Vento, por favor, permeie todo esse espaço com vida, a que só você traz. Colocou as mãos na madeira fria e suja da porta. Precisava sentir qualquer

vestígio de energia possível de ser sentida assim, e sentiu. Joana preparou rapidamente todas as defesas que podia. Logo depois de todas as defesas estarem ordenadamente enfileiradas e prontas para qualquer confronto, ela recolheu tudo e jogou fora com um sereno ar de tranqüilidade. Sabia que não iria precisar de mais nada além de ela mesma e de sua visita.

Rodou a maçaneta.
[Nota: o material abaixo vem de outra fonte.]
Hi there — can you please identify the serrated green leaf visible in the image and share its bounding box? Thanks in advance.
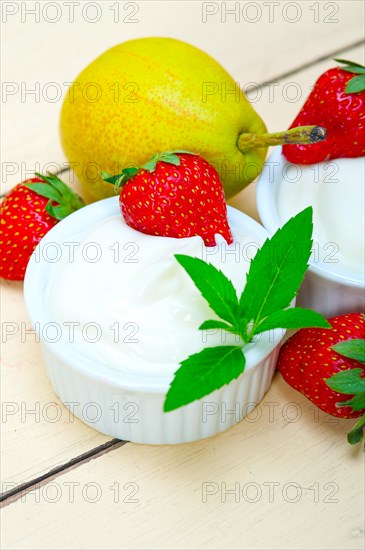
[332,338,365,365]
[239,207,313,332]
[325,369,365,395]
[199,319,235,332]
[175,254,238,325]
[25,183,62,202]
[334,59,365,69]
[345,74,365,94]
[336,391,365,411]
[254,307,331,334]
[347,414,365,445]
[341,67,365,74]
[164,346,246,412]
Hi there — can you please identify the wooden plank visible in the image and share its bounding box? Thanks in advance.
[2,375,364,550]
[228,45,365,221]
[2,8,362,548]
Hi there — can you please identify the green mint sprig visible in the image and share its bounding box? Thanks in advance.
[25,172,85,221]
[164,207,330,412]
[325,338,365,445]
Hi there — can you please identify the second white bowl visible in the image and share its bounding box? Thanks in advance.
[256,147,365,317]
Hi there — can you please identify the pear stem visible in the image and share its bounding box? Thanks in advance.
[237,126,327,153]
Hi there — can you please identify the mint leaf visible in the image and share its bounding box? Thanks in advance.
[175,254,238,325]
[347,414,365,445]
[199,319,236,333]
[336,391,365,411]
[254,307,331,334]
[345,74,365,94]
[332,338,365,365]
[325,369,365,395]
[164,346,246,412]
[239,207,313,334]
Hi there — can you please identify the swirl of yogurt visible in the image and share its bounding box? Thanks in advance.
[277,157,365,278]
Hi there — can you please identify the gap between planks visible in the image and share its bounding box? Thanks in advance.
[0,439,128,508]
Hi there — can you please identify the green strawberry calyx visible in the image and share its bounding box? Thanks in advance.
[335,59,365,94]
[325,338,365,445]
[25,172,85,221]
[100,150,196,191]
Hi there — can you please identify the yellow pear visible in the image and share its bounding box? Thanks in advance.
[60,38,320,201]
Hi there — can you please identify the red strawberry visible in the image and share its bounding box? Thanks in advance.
[102,151,233,246]
[0,174,84,281]
[283,59,365,164]
[277,313,365,418]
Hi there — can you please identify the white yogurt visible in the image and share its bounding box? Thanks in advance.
[45,215,262,375]
[276,157,365,274]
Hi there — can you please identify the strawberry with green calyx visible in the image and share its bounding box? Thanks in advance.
[102,151,233,246]
[277,313,365,438]
[283,59,365,164]
[325,338,365,445]
[0,173,84,281]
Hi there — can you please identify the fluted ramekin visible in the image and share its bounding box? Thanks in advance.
[256,147,365,317]
[24,201,284,444]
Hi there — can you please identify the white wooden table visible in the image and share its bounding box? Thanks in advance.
[1,0,364,550]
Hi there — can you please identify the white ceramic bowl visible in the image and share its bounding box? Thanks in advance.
[24,201,284,444]
[256,147,365,317]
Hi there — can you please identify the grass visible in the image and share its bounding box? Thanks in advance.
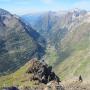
[0,60,36,87]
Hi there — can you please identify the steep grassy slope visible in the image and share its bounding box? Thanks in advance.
[22,10,90,79]
[0,62,35,87]
[0,9,45,74]
[56,16,90,79]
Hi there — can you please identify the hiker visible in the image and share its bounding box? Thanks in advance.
[79,75,83,82]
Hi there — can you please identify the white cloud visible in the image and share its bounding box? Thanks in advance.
[9,8,39,15]
[41,0,54,4]
[74,0,90,10]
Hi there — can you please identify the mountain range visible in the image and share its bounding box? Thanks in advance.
[0,9,45,74]
[0,9,90,88]
[22,9,90,79]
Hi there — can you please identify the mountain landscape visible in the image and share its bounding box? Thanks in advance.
[22,9,90,79]
[0,9,45,74]
[0,9,90,90]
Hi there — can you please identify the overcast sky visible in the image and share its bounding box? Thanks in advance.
[0,0,90,15]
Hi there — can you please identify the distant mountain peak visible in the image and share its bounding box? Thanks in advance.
[0,8,10,15]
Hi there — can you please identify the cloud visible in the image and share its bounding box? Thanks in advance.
[73,0,90,10]
[41,0,54,4]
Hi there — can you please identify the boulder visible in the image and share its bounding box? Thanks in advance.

Tinha colocado força demais para abrir por pensar que pudesse estar emperrada. Mas nunca foi tão fácil abrir uma porta. Mais fácil até do que ela calculava anteriormente. Sentiu-se desconsertava pelo pequeno vexame.

A partir daquele momento, Joana não precisava deduzir mais nada. Já tinha certeza do que se trataria o recital de imagens e sentidos que presenciaria em frações de segundo.

Expôs toda a Joana que pudesse abrir a porta naquele momento. É que ela precisava estar muito evidente para que a visita não perdesse nenhum detalhe. Transfigurou-se para seu estado mais íntimo e entranhado que conseguisse. Joana crua seria adequado, mas Joana pura caberia muito melhor como descrição.

E era ela mesma abrindo a porta. E tudo se revelou. E Joana sorriu.